まるで人々に罰を与えるかのように、セカイに満ちていた魔法の力は弱まっていきました。
魔法の力が残されたのは、争いに関与せず、自然と共に生きていた者達だけでした。彼らには地上の争いから逃れるための羽が与えられました。
彼らはエルフと呼ばれ、平和な空の上で暮らし始めました。
そして魔法をほとんど喪った他の者達は、僅かに残されたその残滓の力を抱え、自分の力を奪われないために、似た特徴を持った者達で集まりました。
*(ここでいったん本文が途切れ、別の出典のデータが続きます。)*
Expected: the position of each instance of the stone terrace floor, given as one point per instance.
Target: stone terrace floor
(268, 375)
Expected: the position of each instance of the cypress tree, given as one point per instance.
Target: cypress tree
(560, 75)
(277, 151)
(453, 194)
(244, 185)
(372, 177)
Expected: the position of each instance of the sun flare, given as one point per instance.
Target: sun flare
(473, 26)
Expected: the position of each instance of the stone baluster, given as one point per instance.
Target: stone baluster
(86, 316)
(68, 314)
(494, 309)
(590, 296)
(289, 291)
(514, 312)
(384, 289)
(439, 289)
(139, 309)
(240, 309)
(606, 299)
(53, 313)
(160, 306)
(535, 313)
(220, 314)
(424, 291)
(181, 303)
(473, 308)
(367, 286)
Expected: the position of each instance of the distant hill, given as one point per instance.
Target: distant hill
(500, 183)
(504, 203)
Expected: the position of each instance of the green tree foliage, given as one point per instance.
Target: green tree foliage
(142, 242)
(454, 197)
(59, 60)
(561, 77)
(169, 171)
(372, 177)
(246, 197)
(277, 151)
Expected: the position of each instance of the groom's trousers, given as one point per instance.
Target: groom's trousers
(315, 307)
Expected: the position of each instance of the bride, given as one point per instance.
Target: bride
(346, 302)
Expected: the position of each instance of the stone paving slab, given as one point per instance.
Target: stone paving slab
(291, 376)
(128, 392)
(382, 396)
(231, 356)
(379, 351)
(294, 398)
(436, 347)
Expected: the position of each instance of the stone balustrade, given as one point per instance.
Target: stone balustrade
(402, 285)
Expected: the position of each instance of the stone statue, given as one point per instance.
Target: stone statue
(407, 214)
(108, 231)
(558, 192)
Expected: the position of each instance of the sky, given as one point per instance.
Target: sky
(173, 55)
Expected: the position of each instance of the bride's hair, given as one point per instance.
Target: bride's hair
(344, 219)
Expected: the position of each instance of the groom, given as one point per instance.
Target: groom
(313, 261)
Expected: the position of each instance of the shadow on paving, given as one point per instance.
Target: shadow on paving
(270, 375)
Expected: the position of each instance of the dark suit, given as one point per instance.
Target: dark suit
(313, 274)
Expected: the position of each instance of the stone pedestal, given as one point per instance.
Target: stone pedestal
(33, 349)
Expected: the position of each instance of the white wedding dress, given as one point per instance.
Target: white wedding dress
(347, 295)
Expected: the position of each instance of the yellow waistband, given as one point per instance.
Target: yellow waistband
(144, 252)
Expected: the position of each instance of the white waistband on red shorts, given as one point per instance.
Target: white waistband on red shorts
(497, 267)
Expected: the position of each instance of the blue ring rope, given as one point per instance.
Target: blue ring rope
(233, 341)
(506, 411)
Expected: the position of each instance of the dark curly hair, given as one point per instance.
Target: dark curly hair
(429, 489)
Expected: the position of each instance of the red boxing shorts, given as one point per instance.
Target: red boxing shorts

そして、互いの関わりを断つためにセカイを割ったのです。
今日彼らは、ケットシー、マーメイド、ヴァンパイア、ドワーフ、ヒューマン、そして、エルフと呼ばれています。
セカイの始まりを知っている者は、もういません。
―――しかし、その記憶は受け継がれてきたのです。
旅路でひとりの女性に出会いました。彼女は私が吟遊詩人だと知ると、自分の言葉を遺して欲しいと乞うたのです。
不思議な色に光る瞳で彼女は言いました。
“光の柱、空を分かちし時、セカイは終わりを告げる
混沌、羨望、悔恨を斬り裂いて
―――新しきセカイは開かれん
我らを導くは白髪をたなびかせし乙女なり”』
え?私自身の話なのではないかって?
・・・それは、秘密です。
・・・・・・あなた方の、良い旅路を、祈っていますよ。